De diagnose wordt gesteld aan de hand van een mestonderzoek, wat liefst op regelmatige basis gebeurt op vroegtijdige behandeling toe te laten en ziekte te voorkomen.

Wormen

Wormproblematieken zijn zeer belangrijk bij cameliden. De voornaamste soort is Haemonchus contortus, maar er zijn nog een tiental andere soorten die voorkomen. Afhankelijk van de soort zijn de voornaamste symptomen vermageren en bloedarmoede (Haemonchus), of vermageren en diarree (nematodirus, trichostrongylus en vele andere). Wormproblemen komen vooral voor op intensief begraasde weides. Ook leverbot kan een probleem zijn als de dieren gehouden worden op vochtige weides waar contact met slakken mogelijk is.

De symptomen, behandeling en preventie lopen volledig gelijkaardig zoals bij schapen en geiten. Ook resistentie tegen antiparasitaire middelen komt regelmatig voor. Gezien de omvang van parasitaire problemen bij cameliden wordt een regelmatig parasitair mestonderzoek aangeraden (minstens elke 3 maanden, elke 6 weken wanneer er regelmatig problemen optreden), waarbij om resistentie te voorkomen enkel behandeld wordt wanneer het nodig is, en 10 dagen na de behandeling de mest opnieuw wordt gecontroleerd om de werkzaamheid van een ontwormingsmiddel te beoordelen.

Maagzweren

Alpaca's en lama's zijn zeer stressgevoelige dieren. Stressperiodes (bijvoorbeeld individuele huisvesting, spenen van een cria, veranderingen in de samenstelling van de groep, verhuizen) kunnen aanleiding geven tot maagzweren.
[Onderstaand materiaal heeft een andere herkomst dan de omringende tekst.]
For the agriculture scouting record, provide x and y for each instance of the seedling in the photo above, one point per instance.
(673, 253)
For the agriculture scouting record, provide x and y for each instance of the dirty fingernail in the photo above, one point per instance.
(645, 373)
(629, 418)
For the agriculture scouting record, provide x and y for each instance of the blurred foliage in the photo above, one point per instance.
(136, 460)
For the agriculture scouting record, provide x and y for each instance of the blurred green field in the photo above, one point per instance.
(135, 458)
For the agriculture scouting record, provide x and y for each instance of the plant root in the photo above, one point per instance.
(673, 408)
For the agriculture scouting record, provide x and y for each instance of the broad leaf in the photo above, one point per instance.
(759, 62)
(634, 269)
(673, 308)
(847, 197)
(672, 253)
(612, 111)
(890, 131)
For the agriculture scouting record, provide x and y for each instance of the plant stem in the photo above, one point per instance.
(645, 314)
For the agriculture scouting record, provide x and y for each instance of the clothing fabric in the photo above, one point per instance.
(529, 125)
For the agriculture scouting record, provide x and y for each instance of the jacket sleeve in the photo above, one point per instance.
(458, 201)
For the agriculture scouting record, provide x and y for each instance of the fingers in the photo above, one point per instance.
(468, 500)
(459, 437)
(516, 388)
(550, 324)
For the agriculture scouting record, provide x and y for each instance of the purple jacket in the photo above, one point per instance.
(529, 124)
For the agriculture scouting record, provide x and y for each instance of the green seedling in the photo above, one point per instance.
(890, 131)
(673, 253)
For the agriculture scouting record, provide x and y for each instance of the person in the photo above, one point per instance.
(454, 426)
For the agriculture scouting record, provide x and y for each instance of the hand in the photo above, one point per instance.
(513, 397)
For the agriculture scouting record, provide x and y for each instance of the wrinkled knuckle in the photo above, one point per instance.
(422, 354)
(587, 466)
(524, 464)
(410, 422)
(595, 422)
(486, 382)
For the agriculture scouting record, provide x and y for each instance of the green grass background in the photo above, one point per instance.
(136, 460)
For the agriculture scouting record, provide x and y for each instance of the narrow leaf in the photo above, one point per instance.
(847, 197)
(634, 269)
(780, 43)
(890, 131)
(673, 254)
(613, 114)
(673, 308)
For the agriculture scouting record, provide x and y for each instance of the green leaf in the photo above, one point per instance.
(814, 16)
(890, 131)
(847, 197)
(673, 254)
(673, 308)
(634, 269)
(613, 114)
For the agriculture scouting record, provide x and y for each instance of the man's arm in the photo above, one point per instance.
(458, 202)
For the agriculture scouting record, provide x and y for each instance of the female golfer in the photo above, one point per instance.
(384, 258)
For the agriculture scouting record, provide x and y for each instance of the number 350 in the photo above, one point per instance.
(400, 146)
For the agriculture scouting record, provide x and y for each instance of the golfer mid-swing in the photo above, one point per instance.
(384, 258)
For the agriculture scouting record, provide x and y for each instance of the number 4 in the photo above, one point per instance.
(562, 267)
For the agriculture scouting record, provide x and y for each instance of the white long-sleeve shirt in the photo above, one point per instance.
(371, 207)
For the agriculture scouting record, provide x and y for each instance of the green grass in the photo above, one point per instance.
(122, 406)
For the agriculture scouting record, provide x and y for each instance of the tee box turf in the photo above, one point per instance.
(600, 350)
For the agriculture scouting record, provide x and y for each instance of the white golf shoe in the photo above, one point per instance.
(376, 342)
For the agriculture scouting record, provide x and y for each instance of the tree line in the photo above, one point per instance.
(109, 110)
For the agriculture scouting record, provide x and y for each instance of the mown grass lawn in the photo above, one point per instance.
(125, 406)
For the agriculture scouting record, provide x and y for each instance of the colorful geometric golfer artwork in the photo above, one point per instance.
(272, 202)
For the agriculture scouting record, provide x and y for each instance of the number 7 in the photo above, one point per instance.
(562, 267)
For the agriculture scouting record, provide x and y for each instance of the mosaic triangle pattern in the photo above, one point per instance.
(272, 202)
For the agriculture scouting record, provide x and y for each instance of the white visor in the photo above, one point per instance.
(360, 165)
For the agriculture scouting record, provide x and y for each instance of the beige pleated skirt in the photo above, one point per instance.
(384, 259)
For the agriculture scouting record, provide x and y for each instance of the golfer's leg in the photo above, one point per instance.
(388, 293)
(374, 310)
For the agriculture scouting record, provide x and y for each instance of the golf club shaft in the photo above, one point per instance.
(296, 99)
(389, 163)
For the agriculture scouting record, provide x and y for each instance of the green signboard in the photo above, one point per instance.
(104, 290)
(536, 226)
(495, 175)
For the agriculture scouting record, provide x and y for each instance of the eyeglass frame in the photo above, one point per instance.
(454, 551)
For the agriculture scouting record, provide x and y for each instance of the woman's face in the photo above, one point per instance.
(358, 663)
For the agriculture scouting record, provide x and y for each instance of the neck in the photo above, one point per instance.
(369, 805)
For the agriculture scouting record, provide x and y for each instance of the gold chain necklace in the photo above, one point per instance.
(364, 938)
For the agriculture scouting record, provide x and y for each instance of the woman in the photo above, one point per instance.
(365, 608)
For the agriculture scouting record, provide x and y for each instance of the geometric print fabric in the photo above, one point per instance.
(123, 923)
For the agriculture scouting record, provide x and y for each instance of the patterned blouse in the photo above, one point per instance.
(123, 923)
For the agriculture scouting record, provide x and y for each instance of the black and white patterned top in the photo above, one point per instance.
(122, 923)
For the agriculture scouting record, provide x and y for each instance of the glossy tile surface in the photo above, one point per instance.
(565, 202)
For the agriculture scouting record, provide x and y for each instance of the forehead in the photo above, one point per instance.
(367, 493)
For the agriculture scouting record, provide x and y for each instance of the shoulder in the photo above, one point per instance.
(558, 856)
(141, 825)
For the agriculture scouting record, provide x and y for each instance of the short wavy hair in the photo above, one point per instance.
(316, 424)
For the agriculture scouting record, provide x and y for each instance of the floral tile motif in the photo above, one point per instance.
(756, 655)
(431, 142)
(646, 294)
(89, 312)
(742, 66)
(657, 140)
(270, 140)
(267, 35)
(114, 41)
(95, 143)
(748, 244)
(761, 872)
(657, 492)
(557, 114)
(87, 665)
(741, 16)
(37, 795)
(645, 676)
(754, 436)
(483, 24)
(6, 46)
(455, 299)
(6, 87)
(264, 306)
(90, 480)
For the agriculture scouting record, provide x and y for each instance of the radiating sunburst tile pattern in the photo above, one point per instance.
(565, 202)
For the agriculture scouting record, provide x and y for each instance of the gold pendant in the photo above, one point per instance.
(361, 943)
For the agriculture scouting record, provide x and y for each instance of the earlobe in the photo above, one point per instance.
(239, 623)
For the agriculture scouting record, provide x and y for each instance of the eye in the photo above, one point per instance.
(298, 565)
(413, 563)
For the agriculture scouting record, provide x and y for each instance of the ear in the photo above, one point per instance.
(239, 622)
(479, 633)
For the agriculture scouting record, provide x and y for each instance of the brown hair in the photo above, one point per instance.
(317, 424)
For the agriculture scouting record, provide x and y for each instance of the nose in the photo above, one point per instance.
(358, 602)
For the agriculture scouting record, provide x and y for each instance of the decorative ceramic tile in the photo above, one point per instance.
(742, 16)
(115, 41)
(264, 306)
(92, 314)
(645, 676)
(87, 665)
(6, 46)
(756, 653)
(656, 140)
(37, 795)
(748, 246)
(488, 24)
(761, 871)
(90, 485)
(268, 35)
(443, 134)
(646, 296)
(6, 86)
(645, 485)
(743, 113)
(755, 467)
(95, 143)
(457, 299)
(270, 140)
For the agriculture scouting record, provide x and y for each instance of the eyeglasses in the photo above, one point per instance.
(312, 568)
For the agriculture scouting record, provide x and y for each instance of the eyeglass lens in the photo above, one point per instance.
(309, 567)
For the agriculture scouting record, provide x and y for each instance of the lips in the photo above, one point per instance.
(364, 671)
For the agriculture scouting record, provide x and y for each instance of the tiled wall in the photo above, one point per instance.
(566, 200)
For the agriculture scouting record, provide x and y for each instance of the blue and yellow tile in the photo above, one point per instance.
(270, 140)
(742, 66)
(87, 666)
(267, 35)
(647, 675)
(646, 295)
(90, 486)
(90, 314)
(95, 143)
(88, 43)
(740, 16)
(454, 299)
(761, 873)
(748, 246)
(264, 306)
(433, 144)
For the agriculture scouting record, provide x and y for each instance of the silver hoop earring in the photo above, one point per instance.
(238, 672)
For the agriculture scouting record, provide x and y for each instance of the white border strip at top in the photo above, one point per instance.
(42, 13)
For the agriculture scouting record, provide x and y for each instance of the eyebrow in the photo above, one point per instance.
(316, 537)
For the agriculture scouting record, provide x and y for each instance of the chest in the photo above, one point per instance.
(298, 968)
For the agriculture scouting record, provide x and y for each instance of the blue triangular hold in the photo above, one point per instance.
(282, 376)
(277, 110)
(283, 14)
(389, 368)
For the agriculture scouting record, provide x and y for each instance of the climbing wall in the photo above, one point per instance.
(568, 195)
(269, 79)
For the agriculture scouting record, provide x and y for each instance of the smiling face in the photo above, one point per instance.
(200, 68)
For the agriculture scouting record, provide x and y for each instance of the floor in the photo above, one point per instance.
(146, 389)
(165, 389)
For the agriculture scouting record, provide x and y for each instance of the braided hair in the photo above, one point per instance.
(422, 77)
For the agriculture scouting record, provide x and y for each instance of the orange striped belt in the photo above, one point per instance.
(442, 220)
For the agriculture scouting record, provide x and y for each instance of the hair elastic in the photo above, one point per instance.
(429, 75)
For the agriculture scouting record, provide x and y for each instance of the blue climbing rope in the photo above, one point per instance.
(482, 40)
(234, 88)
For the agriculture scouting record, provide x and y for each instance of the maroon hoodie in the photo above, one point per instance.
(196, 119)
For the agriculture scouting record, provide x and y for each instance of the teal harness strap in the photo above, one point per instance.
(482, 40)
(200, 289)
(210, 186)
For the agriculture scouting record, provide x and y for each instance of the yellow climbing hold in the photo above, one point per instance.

De symptomen die hiermee gepaard gaan zijn het blijven liggen op de weide en knarsetanden. Bij een maagzweer is het maagslijmvlies ontstoken. Hierdoor wordt er minder slijm geproduceerd, wat de maag moet beschermen tegen het maagzuur. Daardoor zal het maagzuur meer kunnen inwerken op de maagwand, wat tot ergere irritatie en ontsteking zal leiden. Wanneer deze vicieuze cirkel niet doorbroken wordt, zal dit uiteindelijk leiden tot het aanvreten van een bloedvat in de maagwand, waarbij de dieren dood kunnen bloeden, of een penetrerende zweer waarbij er maaginhoud in de buikholte kan terechtkomen, en het dier sterft aan shock. Maagzweren kunnen in alle magen voorkomen, maar de meeste maagzweren worden in het niet geplooide deel van de maagwand in C3 gevonden. Preventief moeten stresssituaties vermeden worden, en kunnen er bij onvermijdbare stress preventief maagzuurremmers en maagwandbeschermers gegeven worden.